Authored by Karl Simpson

Nestled in the Bio-Cat cluster in Barcelona, Spain is the orphan drug therapeutics company, Minoryx Therapeutics, which is developing new medicines for the treatment of inborn errors in metabolism. The company is addressing these particular rare diseases via its proprietary platform that it believes will develop a new generation of pharmacological chaperones which are non-competitive with the natural substrate and therefore demonstrate improved pharmacological properties.

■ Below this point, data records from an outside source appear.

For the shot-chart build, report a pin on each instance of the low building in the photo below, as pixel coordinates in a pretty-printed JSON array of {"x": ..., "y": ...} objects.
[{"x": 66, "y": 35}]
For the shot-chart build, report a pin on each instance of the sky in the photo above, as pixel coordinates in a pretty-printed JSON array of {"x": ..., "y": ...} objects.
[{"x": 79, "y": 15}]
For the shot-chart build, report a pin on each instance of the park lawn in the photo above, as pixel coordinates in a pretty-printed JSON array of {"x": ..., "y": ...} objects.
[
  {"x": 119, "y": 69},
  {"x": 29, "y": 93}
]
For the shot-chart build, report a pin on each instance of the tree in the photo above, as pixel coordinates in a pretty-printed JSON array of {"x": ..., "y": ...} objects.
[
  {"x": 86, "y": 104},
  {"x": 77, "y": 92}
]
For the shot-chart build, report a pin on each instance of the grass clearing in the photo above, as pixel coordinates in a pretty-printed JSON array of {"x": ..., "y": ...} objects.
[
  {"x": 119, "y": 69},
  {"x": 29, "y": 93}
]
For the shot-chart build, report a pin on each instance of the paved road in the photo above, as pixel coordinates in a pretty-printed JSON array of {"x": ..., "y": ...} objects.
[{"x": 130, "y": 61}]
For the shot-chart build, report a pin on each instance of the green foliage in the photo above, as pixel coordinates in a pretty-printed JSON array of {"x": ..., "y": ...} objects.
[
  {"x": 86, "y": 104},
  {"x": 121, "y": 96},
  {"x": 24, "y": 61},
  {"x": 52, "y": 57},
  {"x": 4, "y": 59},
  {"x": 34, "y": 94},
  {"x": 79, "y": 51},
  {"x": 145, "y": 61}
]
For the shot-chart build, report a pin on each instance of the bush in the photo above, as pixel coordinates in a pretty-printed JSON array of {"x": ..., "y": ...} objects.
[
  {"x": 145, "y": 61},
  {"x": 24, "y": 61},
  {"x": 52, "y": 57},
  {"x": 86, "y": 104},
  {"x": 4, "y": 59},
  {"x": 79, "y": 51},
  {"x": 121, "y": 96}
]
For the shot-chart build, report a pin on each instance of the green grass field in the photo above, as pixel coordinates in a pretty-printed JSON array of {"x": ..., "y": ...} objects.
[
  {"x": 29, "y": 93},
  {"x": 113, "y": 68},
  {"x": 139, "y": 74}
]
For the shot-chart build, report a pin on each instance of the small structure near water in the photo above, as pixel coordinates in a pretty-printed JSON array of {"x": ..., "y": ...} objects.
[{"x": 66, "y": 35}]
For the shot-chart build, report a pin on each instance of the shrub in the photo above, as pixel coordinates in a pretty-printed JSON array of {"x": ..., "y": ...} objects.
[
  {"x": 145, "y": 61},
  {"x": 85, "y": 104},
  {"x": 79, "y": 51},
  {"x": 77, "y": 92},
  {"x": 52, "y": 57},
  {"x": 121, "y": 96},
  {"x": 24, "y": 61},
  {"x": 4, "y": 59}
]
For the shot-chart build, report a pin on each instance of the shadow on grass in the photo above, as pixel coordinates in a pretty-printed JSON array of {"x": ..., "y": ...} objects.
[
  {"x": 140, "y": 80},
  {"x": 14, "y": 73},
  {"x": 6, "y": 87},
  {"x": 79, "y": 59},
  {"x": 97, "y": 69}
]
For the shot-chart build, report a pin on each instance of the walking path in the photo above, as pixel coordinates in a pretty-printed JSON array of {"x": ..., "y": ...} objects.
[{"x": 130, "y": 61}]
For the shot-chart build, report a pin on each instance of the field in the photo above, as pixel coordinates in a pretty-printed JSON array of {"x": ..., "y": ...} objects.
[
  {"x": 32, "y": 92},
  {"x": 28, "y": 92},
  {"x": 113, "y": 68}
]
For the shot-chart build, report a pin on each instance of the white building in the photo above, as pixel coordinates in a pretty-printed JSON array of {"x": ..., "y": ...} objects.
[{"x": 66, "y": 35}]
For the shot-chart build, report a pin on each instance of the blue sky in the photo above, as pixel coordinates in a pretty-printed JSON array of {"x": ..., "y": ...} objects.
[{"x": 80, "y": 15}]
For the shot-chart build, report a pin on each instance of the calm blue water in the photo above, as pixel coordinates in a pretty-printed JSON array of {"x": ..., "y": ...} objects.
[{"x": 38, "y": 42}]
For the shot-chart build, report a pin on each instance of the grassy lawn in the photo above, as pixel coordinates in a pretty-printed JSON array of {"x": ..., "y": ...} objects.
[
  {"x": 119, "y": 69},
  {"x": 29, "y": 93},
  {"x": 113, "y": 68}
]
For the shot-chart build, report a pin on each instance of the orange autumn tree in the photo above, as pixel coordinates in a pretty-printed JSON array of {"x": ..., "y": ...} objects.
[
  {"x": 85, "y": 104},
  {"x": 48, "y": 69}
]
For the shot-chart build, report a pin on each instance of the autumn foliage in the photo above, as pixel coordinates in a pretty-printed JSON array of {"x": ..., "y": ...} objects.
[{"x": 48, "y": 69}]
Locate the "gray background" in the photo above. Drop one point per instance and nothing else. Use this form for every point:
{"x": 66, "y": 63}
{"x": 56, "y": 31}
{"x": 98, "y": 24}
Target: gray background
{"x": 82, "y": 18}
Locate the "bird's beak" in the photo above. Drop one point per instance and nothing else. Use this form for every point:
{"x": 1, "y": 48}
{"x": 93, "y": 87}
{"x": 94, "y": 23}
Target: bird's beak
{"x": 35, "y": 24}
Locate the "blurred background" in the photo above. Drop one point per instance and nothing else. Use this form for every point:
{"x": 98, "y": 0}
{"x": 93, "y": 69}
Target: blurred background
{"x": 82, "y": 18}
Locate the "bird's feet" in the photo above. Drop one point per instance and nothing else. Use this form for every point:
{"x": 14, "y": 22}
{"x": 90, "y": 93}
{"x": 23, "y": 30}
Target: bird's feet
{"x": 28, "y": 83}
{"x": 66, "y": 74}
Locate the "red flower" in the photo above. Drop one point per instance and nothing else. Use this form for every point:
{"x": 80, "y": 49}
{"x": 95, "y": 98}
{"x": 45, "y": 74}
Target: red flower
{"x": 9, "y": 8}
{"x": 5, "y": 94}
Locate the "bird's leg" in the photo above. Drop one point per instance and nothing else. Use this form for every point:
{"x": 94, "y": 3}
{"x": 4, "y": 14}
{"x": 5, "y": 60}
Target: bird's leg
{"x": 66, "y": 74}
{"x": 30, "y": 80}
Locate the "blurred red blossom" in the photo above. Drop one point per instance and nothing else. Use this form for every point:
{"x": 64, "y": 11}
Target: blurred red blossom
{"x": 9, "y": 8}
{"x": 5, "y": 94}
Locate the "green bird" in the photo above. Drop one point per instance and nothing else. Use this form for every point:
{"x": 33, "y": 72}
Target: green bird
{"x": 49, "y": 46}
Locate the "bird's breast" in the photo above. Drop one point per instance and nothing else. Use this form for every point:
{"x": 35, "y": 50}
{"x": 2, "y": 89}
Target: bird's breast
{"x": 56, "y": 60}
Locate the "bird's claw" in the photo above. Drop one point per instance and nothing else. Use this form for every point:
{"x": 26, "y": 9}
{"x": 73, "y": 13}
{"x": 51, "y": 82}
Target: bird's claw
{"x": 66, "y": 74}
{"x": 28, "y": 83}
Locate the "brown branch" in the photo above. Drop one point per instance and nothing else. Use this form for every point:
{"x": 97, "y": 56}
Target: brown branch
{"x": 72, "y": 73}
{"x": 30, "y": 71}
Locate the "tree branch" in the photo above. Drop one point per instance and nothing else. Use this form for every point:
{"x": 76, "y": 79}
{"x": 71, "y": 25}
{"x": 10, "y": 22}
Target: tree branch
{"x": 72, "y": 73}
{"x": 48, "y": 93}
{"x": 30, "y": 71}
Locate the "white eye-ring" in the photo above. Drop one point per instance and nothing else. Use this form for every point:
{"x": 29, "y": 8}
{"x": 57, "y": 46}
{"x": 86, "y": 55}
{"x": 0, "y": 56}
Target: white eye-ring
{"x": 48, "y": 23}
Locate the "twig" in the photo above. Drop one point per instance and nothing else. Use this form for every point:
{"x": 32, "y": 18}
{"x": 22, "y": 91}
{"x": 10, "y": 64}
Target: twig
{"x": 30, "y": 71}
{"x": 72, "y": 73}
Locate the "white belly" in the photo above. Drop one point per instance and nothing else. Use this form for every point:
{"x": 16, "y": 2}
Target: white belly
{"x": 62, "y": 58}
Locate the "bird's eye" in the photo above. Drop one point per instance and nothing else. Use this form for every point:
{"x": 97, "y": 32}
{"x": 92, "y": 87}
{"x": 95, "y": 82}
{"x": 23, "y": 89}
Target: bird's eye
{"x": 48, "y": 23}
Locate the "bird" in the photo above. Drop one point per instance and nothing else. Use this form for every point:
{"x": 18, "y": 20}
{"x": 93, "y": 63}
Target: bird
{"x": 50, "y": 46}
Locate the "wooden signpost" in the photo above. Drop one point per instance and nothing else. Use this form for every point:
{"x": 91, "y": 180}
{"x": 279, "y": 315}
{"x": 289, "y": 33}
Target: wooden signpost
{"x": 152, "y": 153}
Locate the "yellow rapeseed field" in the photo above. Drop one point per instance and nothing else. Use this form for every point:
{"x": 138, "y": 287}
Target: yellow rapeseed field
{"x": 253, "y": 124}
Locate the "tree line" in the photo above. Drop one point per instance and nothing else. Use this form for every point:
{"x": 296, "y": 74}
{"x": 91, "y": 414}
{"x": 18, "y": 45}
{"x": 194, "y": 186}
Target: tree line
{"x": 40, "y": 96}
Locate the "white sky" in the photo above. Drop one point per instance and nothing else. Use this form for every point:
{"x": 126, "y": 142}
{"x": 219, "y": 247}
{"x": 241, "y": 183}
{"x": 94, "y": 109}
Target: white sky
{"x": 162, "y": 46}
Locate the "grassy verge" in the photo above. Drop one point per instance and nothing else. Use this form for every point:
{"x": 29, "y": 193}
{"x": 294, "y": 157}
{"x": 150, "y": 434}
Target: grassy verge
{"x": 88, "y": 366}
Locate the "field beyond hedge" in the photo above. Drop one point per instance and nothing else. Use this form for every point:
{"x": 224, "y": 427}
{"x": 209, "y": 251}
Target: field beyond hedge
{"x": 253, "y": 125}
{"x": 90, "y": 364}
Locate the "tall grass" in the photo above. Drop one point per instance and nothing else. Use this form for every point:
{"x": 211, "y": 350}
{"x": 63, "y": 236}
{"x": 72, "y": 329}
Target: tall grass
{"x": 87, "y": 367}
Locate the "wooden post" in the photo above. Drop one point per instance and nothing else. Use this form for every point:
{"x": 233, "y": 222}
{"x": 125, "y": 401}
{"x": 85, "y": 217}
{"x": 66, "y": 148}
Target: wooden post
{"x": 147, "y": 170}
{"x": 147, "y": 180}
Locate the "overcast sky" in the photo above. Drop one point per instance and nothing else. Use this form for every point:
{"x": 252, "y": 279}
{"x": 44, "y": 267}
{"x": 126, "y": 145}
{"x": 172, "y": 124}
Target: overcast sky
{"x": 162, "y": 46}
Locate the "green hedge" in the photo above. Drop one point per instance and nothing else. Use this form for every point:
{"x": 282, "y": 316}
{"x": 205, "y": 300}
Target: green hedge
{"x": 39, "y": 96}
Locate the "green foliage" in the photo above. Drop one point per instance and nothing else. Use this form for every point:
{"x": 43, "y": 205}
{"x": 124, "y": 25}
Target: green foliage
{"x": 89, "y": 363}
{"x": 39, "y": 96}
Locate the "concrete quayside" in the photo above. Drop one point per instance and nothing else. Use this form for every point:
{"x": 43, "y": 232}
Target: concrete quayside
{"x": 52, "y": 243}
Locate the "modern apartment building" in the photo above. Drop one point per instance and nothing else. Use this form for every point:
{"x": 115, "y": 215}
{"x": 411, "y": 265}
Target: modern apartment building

Minoryx Therapeutics this month, April 2014, announced that the European Commission has granted orphan drug designation to MIN-101 for the treatment of X-linked Adrenoleukodystrophy (ALD). MIN-101 is based in Pioglitazone, a potent agonist for peroxisome proliferator-activated receptor-gamma (PPAR gamma) marketed for the treatment of type-2 diabetes mellitus, showed efficacy in animal models of ALD.

ALD is a rare inherited neurodegenerative disease which is chronically debilitating and life threatening. This rare disease is caused by mutations in the ABCD1 gene located on the X-chromosome that encodes the peroxisomal membrane protein ALDP which is involved in the transmembrane transport of very long-chain fatty acids.

The clinical spectrum of ALD ranges from isolated adrenocortical insufficiency and slowly progressive myelopathy to devastating cerebral demyelination, leading to paralysis, dementia and death.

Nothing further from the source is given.